Cer­tains pro­duits uti­li­sables en agri­cul­ture bio ne figurent cepen­dant pas offi­ciel­le­ment dans la liste de la DGAL, par exemple, les cuivres. Ils ne sont donc pas des pro­duits de bio­con­trôle. Ceci apporte une cer­taine confu­sion dans les classifications.

 

Il convient donc d’étudier chaque pro­duit, par rap­port à la régle­men­ta­tion géné­rale euro­péenne et fran­çaise et par rap­port à celle en vigueur en agri­cul­ture bio­lo­gique pour garan­tir qu’il est uti­li­sable en bio ou non !

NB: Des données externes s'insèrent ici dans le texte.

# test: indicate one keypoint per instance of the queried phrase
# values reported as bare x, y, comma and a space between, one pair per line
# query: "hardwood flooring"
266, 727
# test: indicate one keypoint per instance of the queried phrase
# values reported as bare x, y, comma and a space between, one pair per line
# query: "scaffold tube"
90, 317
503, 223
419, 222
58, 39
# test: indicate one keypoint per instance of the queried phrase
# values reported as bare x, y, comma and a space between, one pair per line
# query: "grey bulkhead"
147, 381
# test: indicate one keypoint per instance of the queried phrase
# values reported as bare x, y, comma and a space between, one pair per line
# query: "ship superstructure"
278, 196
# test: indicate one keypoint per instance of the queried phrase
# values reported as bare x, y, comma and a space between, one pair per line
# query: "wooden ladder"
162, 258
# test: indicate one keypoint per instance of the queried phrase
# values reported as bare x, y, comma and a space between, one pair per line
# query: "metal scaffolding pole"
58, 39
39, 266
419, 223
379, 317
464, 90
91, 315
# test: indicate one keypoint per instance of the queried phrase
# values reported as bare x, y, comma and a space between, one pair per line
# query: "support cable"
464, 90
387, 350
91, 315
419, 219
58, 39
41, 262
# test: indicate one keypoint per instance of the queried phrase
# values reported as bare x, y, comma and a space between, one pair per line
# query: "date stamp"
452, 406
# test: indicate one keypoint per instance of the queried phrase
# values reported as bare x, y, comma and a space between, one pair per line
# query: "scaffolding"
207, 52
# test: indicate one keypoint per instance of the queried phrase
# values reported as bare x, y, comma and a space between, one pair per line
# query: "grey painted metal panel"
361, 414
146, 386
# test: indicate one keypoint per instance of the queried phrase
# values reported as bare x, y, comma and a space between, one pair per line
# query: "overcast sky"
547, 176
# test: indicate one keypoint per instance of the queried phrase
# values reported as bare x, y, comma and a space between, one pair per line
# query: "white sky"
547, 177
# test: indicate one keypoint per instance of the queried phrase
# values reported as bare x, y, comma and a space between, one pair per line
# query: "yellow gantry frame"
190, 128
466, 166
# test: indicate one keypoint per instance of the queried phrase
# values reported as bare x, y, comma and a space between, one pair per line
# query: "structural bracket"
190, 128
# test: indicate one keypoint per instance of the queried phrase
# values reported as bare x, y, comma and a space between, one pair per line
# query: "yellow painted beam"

L’Inao met à dis­po­si­tion des pro­duc­teurs enga­gés en bio un Guide des pro­duits de pro­tec­tion des cultures uti­li­sables en France en agri­cul­ture bio­lo­gique sur son site inter­net.

 

En France, les pro­duits doivent béné­fi­cier d’une auto­ri­sa­tion de mise sur le mar­ché (AMM). Tous les pro­duits homo­lo­gués dans notre pays sont lis­tés sur le site Ephy de l’Anses. La recherche peut se faire par le nom com­mer­cial du pro­duit, par sa matière active, par son fabri­cant ou encore par son numé­ro d’AMM.